Anne Igoe – Vice President of Hospitals and Health Systems for SEIU Healthcare Illinois, Indiana, Missouri, Kansas – called attention to a 2012 law lobbied for by the Illinois Hospital Association that allows rich hospitals like Loyola to not pay property taxes.
“We’re here to send a message to the Illinois Hospital Association that workers and communities won’t be run over by big rich hospitals and their lobbyists,” said Igoe.
Shantell Grace, an environmental service (EVS) worker who works at Loyola Medicine-owned Gottlieb Hospital in Melrose Park, spoke about the type of employer Loyola Medicine is.
“They work me to very hard and pay me poverty wages,” Grace said. “Despite the fact that my work saves lives and that I have 17 years of experience, I’m only paid $13 an hour there.” She says workers are constantly quitting because of the low pay, which leaves the hospital short of critical staff.
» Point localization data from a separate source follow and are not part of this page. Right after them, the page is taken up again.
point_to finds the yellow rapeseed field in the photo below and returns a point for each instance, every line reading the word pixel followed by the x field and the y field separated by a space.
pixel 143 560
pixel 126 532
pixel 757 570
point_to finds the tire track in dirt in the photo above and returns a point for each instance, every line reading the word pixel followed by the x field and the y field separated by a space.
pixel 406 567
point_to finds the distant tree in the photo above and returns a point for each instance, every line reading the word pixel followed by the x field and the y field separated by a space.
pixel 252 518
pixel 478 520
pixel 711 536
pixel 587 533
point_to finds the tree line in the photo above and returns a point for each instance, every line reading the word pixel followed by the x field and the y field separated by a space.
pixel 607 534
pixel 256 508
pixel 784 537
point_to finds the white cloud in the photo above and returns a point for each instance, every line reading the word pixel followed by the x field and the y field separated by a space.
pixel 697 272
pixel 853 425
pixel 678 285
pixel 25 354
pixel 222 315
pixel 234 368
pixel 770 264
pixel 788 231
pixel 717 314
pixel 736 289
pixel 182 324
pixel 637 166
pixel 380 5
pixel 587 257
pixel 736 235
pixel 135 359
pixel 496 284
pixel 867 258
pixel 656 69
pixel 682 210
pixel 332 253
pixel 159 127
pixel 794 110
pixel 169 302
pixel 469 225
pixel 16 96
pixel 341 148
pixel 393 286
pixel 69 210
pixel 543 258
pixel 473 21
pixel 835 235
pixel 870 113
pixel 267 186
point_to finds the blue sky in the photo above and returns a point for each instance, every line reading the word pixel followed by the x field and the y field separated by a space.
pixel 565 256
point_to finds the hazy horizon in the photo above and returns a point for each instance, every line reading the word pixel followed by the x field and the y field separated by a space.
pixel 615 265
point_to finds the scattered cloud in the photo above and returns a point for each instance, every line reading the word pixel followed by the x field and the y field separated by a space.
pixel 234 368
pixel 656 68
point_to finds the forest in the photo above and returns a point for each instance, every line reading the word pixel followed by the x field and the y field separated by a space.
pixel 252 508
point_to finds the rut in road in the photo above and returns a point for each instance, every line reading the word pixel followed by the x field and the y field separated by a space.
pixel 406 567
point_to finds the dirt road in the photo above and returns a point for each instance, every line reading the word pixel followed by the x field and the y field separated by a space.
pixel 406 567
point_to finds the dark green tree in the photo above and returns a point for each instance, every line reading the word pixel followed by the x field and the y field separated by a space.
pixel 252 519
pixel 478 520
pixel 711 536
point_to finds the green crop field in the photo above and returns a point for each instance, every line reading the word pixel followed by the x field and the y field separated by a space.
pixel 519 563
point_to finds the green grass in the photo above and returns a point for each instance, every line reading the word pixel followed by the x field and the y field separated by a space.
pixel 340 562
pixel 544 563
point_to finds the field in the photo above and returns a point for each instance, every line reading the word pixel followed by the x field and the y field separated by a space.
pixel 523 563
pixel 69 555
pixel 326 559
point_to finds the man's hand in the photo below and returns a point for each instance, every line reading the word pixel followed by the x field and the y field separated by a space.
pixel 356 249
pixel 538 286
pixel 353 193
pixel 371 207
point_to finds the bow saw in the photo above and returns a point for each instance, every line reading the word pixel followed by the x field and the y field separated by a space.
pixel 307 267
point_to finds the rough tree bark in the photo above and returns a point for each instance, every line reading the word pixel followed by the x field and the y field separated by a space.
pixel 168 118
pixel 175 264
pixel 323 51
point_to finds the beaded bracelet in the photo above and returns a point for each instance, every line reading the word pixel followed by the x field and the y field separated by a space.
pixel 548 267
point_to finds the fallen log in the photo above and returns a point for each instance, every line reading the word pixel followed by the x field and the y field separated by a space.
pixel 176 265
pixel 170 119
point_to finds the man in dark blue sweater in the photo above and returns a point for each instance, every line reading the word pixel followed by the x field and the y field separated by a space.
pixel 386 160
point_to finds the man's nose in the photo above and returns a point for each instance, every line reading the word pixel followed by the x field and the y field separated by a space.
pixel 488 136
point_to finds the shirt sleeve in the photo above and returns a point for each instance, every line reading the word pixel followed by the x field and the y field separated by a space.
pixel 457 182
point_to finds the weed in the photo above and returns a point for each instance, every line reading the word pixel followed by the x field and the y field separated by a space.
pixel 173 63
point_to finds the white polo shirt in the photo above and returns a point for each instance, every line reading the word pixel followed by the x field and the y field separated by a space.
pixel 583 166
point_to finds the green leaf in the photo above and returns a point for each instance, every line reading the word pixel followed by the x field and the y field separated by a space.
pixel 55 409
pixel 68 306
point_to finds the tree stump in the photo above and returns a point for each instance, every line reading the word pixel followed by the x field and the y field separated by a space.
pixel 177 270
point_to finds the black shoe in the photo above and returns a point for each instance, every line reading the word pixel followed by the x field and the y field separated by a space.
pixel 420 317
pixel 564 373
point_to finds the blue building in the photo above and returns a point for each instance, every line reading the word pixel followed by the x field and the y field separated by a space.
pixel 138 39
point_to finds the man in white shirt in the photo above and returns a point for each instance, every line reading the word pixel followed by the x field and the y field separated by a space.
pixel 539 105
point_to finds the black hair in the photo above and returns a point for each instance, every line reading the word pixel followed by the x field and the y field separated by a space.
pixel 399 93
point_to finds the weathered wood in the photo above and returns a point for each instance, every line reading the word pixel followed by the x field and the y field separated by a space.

Grace says the Loyola management doesn’t want her to join a union and distributes anti-union material.
Grace also works at Northwestern Hospital in Chicago where she has a union. At Northwestern, she makes almost $9 an hour more for doing the exact same job. “I know the union difference. I know Loyola Medicine doesn’t have to treat its workers and patients like this,” she said.